Uzun zamandan beri, yabancı ülkelerden alınan diplomaların, YÖK tarafından denkliğinin kabulü hususunda yaşanan problemlerle ilgili olarak, birçok mektup, mesaj, bilgi ve elektronik posta bana ulaşmaktadır. Bu maillerden sadece birini, Türkçe klavye kullanımına bağlı harf hatalarını değiştirerek, olduğu gibi sizinle paylaşmak istiyorum.
"SN. HOCAM
İyi dileklerimizle sizi selamlıyoruz , Bizler T.C. Milli Eğitim Bakanlığının izni ile resmi öğrencisi olarak komşu Suriye Üniversitelerinde eğitim görmüş ve eğitimlerini başarı ile bitirmiş 117 doktor , eczacı ve diş hekimi Türk vatandaşıyız. Eğitim gördüğümüz zaman süresinde, Suriye Üniversiteleri YÖK tarafından tanınıyor olmasına rağmen, YÖK’ün 1998 yılında çıkardığı uygulaması sonucu "DİPLOMA DENKLİK" talebimiz reddedilmiştir. Kazanılmış haklarımız olmasına rağmen, çok mağdur duruma düşmüş durumdayız. Arabistan, Suriye, Kanada, Amerika ve Bahreyn de memleketimizden ve çocuklarımızdan uzaktaki hastanelerde çalışmak zorunda bırakılmışız.
Sizin bütün Türkiye’yi kucaklayıcı, değişimci ve insani vicdana dayanan çalışmalarınız bizi sevindirmiş ve umutlandırmıştır. Bu sorunumuzun çözümünde son umudumuz haline gelen sizlerin, bizim meselemize sahip çıkacağınıza olan inancımız çok yüksektir. Sizden istirhamımız; medya alanında yaptığınız çalışmalar çerçevesinde, DİPLOMALARIMIZA DENKLİK VERİLMESİ ve MESLE⁄İMİZİ MEMLEKETİMİZDE İCRA ETMEMİZ yönünde desteğinizi bekliyor, en derin saygılarımızı sunuyoruz.

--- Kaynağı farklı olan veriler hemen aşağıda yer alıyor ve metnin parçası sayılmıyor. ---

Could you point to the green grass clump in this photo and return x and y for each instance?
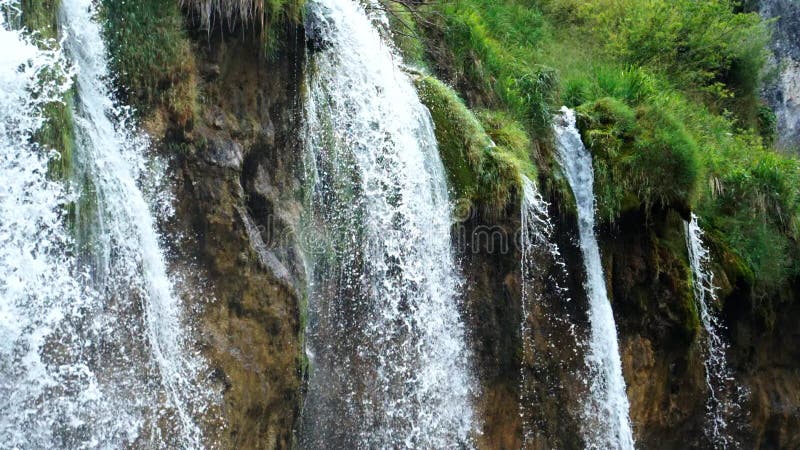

Göstereceğiniz ilgi ve önem için teşekkür ediyoruz
SURİYE ÜNİVERSİTELERİ MEZUNLARI"
Benim şahsen, Türkiye’de herhangi bir tıp fakültesini ya da bir başka branşı kazanamayıp, bir vakıf veya yurt dışı bir üniversitede eğitime başlayıp, daha sonra çeşitli yolları(!) zorlayarak, hukuk, ahlak, etik, vicdan, insaf ve izan dışı gayretlerle, Türkiye’deki bir fakülteye transfer(!) olanlara şiddetle karşı görüş sergilediğim, gerek makalelerimden ve gerekse konferanslarımdan bilinmektedir. Zira bu durum, bir anlamda, istediği halde çok küçük puan farkı sebebi ile arzu ettiği fakülteye kayıt olamayan örgencilere çok büyük haksızlıktır.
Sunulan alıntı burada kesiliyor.